Following the closing of the transaction, Corebridge shareholders will own approximately 51% of the combined company and Equitable shareholders will own approximately 49% of the combined company.
Leadership, Governance and Corporate Headquarters
Upon closing of the transaction, the combined company will operate under the Equitable name and brand and trade under the Equitable ticker symbol “EQH” on the New York Stock Exchange. Marc Costantini, President and Chief Executive Officer of Corebridge, will serve as President and Chief Executive Officer of the combined company and Robin Raju, Chief Financial Officer of Equitable, will serve as Chief Financial Officer of the combined company.
The combined company will have a 14-member board of directors, which will include seven directors designated by Corebridge and seven directors designated by Equitable, including Marc Costantini and Mark Pearson who will serve as Executive Chair of the combined company. Alan Colberg, Chair of the Corebridge Board, will serve as Lead Independent Director of the combined company’s board of directors. The full list of directors will be announced prior to the closing of the transaction.

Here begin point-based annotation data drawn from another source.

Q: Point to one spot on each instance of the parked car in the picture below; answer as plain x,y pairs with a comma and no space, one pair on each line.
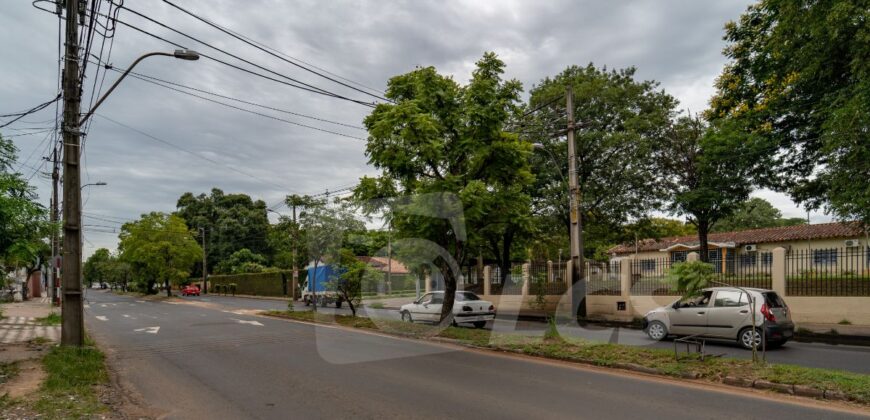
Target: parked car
467,308
724,313
190,290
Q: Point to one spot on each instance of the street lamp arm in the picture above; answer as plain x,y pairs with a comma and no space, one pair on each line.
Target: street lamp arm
182,54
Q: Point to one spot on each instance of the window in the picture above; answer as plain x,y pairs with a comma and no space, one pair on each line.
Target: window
748,260
824,256
647,265
729,299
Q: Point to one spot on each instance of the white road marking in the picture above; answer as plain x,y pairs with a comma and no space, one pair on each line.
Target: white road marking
149,330
240,321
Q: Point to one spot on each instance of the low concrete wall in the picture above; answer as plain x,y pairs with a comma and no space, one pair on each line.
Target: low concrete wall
829,310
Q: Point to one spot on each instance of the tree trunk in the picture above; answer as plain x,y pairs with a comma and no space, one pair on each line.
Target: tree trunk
703,230
449,293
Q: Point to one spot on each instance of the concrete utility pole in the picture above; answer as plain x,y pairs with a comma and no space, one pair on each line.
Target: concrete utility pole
578,284
204,264
72,329
55,180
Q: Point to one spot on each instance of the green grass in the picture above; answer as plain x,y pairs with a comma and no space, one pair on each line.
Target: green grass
51,319
8,371
713,369
69,389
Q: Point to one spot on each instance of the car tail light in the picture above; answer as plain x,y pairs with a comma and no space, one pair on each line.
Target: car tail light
767,314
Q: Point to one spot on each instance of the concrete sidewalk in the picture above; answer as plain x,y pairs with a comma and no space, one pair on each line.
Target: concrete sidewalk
19,323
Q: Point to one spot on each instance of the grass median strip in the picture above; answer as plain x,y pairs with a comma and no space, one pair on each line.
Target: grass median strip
854,386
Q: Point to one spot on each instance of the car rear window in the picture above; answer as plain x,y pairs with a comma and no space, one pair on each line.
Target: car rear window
772,300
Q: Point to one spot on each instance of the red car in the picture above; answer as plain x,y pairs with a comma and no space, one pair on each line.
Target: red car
190,290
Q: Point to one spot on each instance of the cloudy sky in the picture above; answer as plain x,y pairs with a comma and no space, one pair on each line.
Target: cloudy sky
151,144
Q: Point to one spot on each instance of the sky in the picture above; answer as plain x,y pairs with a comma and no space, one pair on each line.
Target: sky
151,144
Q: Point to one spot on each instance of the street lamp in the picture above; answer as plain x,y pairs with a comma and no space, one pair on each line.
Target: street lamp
72,328
99,184
180,54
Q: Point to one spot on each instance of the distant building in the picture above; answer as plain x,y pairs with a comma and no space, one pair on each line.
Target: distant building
826,242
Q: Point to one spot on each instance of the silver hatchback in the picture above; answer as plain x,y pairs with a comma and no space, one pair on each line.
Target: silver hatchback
724,312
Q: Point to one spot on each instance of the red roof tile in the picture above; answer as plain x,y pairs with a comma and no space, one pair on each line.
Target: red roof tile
754,236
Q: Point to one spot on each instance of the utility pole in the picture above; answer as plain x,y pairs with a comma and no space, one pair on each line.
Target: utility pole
578,284
72,330
204,264
55,180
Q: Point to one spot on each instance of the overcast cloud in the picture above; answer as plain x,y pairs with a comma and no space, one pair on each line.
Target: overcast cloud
675,42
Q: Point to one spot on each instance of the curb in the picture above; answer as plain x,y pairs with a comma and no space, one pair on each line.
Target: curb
790,389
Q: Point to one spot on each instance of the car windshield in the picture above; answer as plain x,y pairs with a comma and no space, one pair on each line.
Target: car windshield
466,296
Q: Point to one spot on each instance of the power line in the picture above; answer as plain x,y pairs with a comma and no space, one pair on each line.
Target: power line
304,86
246,41
174,146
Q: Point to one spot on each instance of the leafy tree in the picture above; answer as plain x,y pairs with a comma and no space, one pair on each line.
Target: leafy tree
460,178
325,226
705,180
619,120
160,249
353,274
24,224
242,261
232,222
755,213
799,77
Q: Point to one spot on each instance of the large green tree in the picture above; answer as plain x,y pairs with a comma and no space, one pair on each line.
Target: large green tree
799,77
24,225
160,249
755,213
460,178
619,120
707,171
231,221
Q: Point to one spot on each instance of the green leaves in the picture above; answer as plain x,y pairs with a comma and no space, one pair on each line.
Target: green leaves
689,278
159,248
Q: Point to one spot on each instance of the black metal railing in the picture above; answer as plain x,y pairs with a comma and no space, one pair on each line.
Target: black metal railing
828,272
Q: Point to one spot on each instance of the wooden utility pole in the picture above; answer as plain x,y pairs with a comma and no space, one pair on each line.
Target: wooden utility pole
72,329
204,264
55,240
578,284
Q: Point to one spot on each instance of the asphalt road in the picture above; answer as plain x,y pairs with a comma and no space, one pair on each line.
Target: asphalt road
208,361
820,355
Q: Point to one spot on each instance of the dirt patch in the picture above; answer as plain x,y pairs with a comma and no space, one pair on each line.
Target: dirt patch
29,378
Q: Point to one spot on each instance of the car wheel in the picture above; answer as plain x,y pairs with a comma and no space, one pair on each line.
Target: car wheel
745,338
406,316
657,330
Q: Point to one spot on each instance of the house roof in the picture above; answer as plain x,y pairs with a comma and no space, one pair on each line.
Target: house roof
380,263
753,236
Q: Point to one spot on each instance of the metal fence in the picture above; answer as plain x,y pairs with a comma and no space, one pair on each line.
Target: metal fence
603,278
828,272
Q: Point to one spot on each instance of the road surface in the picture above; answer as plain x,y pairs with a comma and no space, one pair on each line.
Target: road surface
204,361
820,355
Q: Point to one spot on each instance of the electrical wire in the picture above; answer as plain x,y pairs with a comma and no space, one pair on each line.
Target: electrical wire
246,41
307,86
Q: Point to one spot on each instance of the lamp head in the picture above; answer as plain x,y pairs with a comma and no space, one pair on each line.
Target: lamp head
186,55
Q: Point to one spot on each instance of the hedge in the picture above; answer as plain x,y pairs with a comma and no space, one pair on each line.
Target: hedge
257,284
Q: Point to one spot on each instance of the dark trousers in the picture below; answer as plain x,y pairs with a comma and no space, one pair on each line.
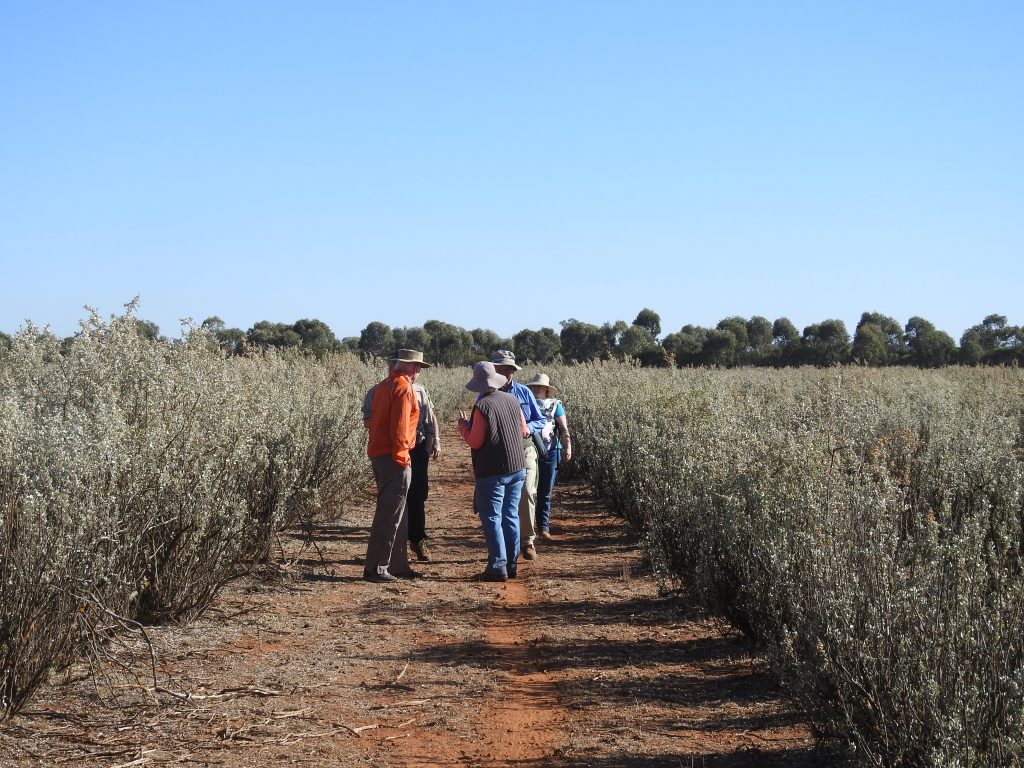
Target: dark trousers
388,534
418,489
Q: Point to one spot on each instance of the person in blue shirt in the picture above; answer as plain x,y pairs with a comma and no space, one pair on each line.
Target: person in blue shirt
556,442
504,363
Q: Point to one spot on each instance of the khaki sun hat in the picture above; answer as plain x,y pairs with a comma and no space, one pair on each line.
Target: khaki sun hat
410,355
542,380
504,357
484,377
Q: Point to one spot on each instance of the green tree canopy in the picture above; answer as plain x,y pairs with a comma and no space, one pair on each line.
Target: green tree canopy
639,342
928,346
869,345
825,343
583,342
650,321
686,346
450,345
759,339
892,336
265,334
377,340
537,346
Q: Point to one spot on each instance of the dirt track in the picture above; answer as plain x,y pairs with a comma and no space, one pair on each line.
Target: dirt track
577,663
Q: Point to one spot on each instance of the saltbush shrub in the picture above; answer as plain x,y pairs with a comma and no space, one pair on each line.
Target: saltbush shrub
864,526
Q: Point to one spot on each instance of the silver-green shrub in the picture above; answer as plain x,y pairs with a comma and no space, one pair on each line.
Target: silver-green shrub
863,525
136,476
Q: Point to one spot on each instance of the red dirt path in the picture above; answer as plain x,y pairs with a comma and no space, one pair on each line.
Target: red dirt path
577,663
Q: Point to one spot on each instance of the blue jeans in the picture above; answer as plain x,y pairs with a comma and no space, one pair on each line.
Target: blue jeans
497,501
548,473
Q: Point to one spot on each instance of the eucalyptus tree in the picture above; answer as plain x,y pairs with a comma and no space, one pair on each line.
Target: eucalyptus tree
928,346
537,346
650,321
376,340
825,343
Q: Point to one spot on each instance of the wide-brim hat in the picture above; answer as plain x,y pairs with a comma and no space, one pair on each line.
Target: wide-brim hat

Following the close of the transaction, the combined company will be headquartered in Houston, Texas.
Timing and Approvals
The transaction is expected to close by year-end 2026, subject to customary closing conditions, including the receipt of required regulatory approvals and approval of shareholders of both Corebridge and Equitable.
Other Matters
Each of Corebridge and Equitable will file a current report on Form 8-K with the U.S. Securities and Exchange Commission (the “SEC”) containing a summary of the terms and conditions of the merger agreement, as well as a copy of the merger agreement.
In order to allow for the companies to hold a special meeting to consider and vote on the merger transaction, Corebridge and Equitable expect to defer their respective 2026 annual shareholder meetings to a later date to be announced.